6 Responses to “Three Straight Answers”

  1. Greetings. Glad you enjoyed the Chen Practical Method workshop notes. To take things a step further, not only should the elbows be sunk down, but they should ALSO point to the dantien ALL THE TIME. This not only keeps your arms within the frame of your torso but also has a way of sinking the shoulder too! Give it a try!

    • Yes, thank you so much for publishing your study notes. I tried to thank you on your blog, but my compy has been acting up. Hence the erratic pace of my posting, oh well.
      Sinking the elbows is something I’ve heard over and over, but hearing it in context of a push to the torso made something click. I’ll have to play around to see what you mean about having the elbow point ‘in’. Thank you again for sharing.

      • Been playing around abit and I think I direct the elbows in naturally. Making a connection between the elbows and the tantian was something I worked on a lot years ago. If you could elaborate I’ll double check just to be sure.

  2. I can relate to your second point. As far as I can tell, my teacher holds absolutely nothing back and gives it all away. Those “secrets” seem so basic and fundamental that often I couldn’t believe they are “secrets”. Instead, I fantasize about the “true secrets” that will one day be revealed to me, somehow. But as time goes by, I begin to slowly understand what he has been saying for all along. I’ve come to realize that I needed time and training to get to a point where the teachings can start to make some sense to me. This is the “secret of no secret” as my teacher likes to put it. In other words, if you are not ready (mentally and physically), no amount of so called secrets will do you any good. But once you are, they will reveal themselves.

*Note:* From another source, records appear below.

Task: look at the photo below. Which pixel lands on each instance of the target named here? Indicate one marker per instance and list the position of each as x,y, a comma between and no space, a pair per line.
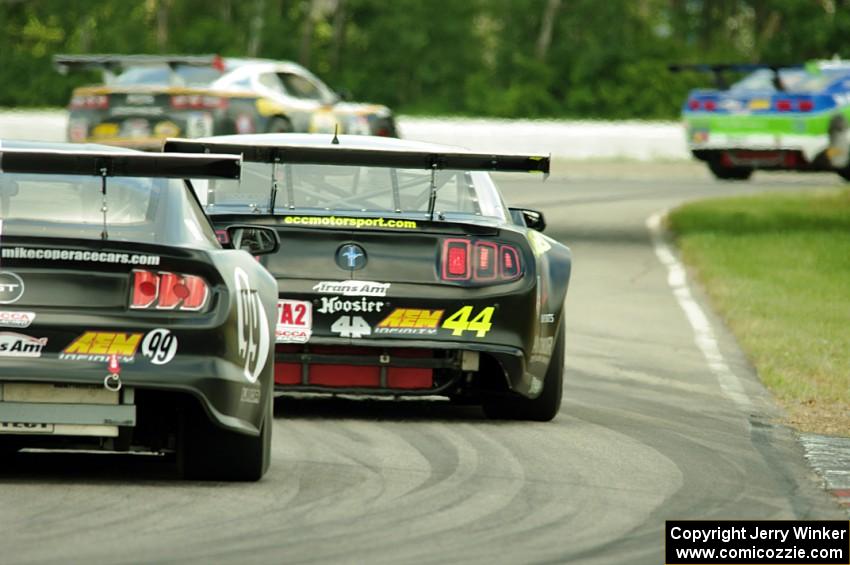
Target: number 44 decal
351,326
460,322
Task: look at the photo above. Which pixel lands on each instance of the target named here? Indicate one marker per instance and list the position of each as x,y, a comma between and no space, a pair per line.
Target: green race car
775,118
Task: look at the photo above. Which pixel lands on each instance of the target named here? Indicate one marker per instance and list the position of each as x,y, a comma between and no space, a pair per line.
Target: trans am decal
342,222
19,345
352,288
253,326
78,255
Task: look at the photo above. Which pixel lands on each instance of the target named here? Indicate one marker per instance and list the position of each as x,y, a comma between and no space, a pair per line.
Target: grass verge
777,268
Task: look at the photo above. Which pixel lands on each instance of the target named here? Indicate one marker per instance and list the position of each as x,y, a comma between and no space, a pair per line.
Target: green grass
777,267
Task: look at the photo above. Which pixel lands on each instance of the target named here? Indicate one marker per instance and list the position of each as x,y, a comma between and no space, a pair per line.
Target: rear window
356,189
162,75
137,209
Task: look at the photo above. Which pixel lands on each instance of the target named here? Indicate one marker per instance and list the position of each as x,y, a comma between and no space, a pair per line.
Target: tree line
505,58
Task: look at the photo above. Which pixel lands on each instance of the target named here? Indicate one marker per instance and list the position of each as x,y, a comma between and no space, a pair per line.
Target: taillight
456,260
89,102
168,291
197,102
479,261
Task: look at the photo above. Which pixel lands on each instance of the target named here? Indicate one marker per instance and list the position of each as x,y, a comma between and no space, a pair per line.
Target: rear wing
719,71
114,164
340,155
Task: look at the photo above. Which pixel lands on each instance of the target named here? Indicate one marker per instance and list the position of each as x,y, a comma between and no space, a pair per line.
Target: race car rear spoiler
340,155
114,164
719,71
112,63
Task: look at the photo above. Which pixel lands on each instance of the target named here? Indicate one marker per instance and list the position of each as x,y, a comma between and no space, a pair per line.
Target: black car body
124,325
401,271
147,98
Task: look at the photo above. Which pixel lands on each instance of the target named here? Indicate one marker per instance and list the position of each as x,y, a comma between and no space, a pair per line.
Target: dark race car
401,270
124,325
147,98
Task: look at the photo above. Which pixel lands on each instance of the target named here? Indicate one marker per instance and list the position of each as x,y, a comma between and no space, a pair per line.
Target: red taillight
481,261
197,102
89,102
456,260
168,291
486,260
223,237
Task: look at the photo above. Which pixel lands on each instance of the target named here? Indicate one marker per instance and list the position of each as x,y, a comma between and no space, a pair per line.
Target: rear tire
722,172
543,408
210,453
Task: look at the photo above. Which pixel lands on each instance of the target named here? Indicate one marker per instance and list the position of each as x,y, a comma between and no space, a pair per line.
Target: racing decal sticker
11,287
19,345
410,321
80,256
334,304
294,321
465,320
12,319
352,288
343,222
160,346
253,326
98,346
351,326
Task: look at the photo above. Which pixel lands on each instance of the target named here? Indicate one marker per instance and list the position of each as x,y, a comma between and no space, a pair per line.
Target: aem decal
294,321
98,346
12,319
79,255
410,321
352,288
334,304
19,345
463,321
253,327
344,222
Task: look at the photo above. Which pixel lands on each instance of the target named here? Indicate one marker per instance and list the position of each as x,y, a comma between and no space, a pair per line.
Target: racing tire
210,453
543,408
722,172
279,125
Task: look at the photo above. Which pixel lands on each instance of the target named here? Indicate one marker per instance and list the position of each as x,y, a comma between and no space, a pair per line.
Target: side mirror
530,218
256,240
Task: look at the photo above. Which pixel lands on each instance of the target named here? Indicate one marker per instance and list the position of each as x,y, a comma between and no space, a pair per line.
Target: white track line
730,384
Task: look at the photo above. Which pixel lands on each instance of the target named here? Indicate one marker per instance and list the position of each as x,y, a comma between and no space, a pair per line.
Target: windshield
793,80
357,189
162,75
137,209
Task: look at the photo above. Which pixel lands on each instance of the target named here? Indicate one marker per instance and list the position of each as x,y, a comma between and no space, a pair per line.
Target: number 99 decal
159,346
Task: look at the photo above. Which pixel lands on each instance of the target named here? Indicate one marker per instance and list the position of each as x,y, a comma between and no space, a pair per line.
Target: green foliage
474,57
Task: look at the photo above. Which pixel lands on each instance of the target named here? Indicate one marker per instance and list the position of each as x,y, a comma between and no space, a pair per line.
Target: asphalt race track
646,433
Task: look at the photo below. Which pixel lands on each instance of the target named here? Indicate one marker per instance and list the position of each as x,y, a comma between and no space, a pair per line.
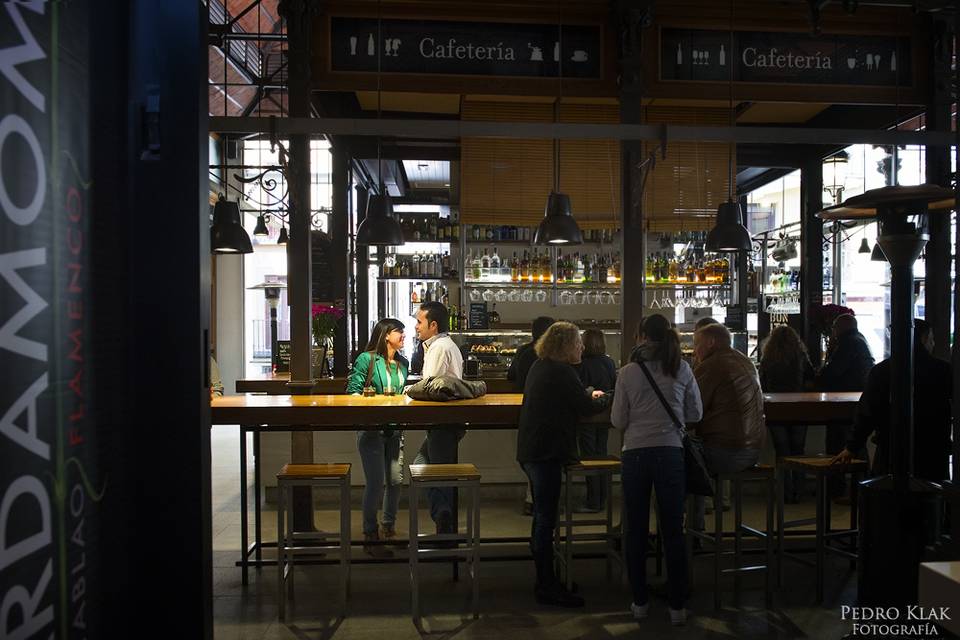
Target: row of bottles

  3. aedh, when I say the elbows pointing in, I mean just that. Have the tips of the elbows point “in” towards your dantien. This actually splits your body into 2 triangles. Dantien and up (via arms/elbow path), and dantien and down (via kua/knee/ankle path). Play around with the relation of these 2 triangles and their impact on each other.

    Elbows “down” and elbows “in” are different. Most people’s elbows are down and out, not down and in. This could impact the connection of the elbow with the dantien.

    • Wow, that was a quick response! I believe I am doing just that. If I keep the elbows sunk, then as long as I maintain that triangle I’m golden. Though, prior to taiji, I had practiced wing chun and I had difficulties in learning to pushhands. I was holding the elbows in and this was creating ‘enough’ tension for my teacher to jack me repeatedly. What I’m doing now seems to work even if my elbows are over my head! I think the difference is in the relationship between those triangles and the ‘ancestoral tablet’. I’ll try playing with those triangles, thanks again.